“Water is life” is a key slogan for anti-extractivist movements, particularly in the Americas. In a project that examines a dam conflict in the remote Aysén region of Chilean Patagonia, Professor Carlota McAllister explores how gauchos living in river valleys threatened with damming draw on this substance and the histories of its use on this “last frontier” to build collective responses to the dam proposal. The project uses archival and ethnographic methods to trace the emergence of vernaculars of private property in Aysén to show where and how they diverge from the practices for legitimating dispossession that have been deployed by HidroAysen, a proposed project for building five hydroelectric megadams on two of Aysén’s powerful wild rivers, as well as by private conservationists seeking to “rewild” the legendary Patagonian wilderness. By showing how Ayseninos were formed as agents of property, but not of the forms of power it is assumed to entail, McAllister examines the challenges to the global expansion of extractive capitalism that may also emerge from fractures within its own logics. The project seeks to open intellectual space for imagining a broader range of both cultural and ecological alternatives to capitalism and of the political alliances that can bring them about.

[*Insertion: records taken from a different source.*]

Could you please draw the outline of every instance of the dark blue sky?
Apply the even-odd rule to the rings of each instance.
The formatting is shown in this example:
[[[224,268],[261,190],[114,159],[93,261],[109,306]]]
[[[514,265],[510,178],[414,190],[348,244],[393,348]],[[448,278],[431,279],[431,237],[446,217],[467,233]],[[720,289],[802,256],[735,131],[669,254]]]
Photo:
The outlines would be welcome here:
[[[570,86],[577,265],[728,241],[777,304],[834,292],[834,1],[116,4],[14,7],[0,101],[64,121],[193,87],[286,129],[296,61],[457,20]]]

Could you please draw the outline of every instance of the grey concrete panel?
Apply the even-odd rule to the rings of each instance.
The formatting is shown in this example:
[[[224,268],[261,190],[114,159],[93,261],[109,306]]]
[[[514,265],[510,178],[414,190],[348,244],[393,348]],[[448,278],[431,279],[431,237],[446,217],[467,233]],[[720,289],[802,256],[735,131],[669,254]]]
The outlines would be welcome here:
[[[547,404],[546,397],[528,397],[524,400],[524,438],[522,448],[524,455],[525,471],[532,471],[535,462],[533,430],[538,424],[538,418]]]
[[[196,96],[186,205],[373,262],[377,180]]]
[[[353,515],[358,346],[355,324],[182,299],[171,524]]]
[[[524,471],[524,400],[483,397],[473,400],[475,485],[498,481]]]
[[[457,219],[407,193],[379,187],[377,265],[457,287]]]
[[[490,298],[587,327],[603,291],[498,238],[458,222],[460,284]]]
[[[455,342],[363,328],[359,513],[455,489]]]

In a recent paper titled “No One Can Hold it Back: The Theopolitics of Water and Life in Chilean Patagonia Without Dams” McAllister explored environmental politics and the role of the Catholic Church in the conflict over HidroAysén and argued that the church’s sacramental infrastructures allowed a flooding phenomenon on one of the rivers threatened with damming to be heard as a prophetic call to action. The uprising that followed produced a rare victory for dam opponents, suggesting that a theopolitics of life has powers that exceed vitalism. The paper appeared a special issue of Social Analysis on “Theopolitics in/of the Americas” that she guest edited (with Valentina Napolitano), outlining a critique of the political theology of Carl Schmitt and Giorgio Agamben, and proposing instead an anthropological concept of ‘theopolitics’ that emerges from ethnographic engagements with the oldest site of European colonialism—the Latin Americas.
McAllister is Associate Professor in the Faculty of Environmental and Urban Change and the former director of the Centre for Research on Latin America and the Caribbean (CERLAC). A political and historical anthropologist, she studies the formation of political and moral agency in situations of conflict or crisis, using theoretical tools drawn from the anthropology of religion, actor-network theory, feminist anthropology, and political ecology. While working in Latin America with agrarian communities in Guatemala and Chile, her interests has developed in the study of collectives, particularly those formed around contemporary art, chronic illness, and mystical and popular Catholic tradition.
She has co-edited (with Diane Nelson) War by Other Means: Aftermath in Postgenocide Guatemala, a collection of papers that addresses the legacy of 36 years of massive Guatemalan state violence in an aftermath characterized by both neoliberal restructuring and attempts at transitional justice. Her monograph The Good Road: Warring Histories in Postrevolutionary Guatemala is forthcoming with Duke University Press. The book shows how revolutionary consciousness-raising, Catholic traditions of moral thought, and Indigenous experiences and concepts of community under colonialism converged to produce a Mayan revolutionary consciousness; how the Guatemalan state’s genocidal response to Mayan mobilization for revolution forced them apart again; and how the history of this lost future shapes contemporary Mayan political projects in Guatemala.
McAllister holds her BA from the University of Toronto, her MA from the University of Arizona, and her PhD from John Hopkins University. In 2016-17 she was a Faculty Fellow at the Charles Warren Center for American History at Harvard University.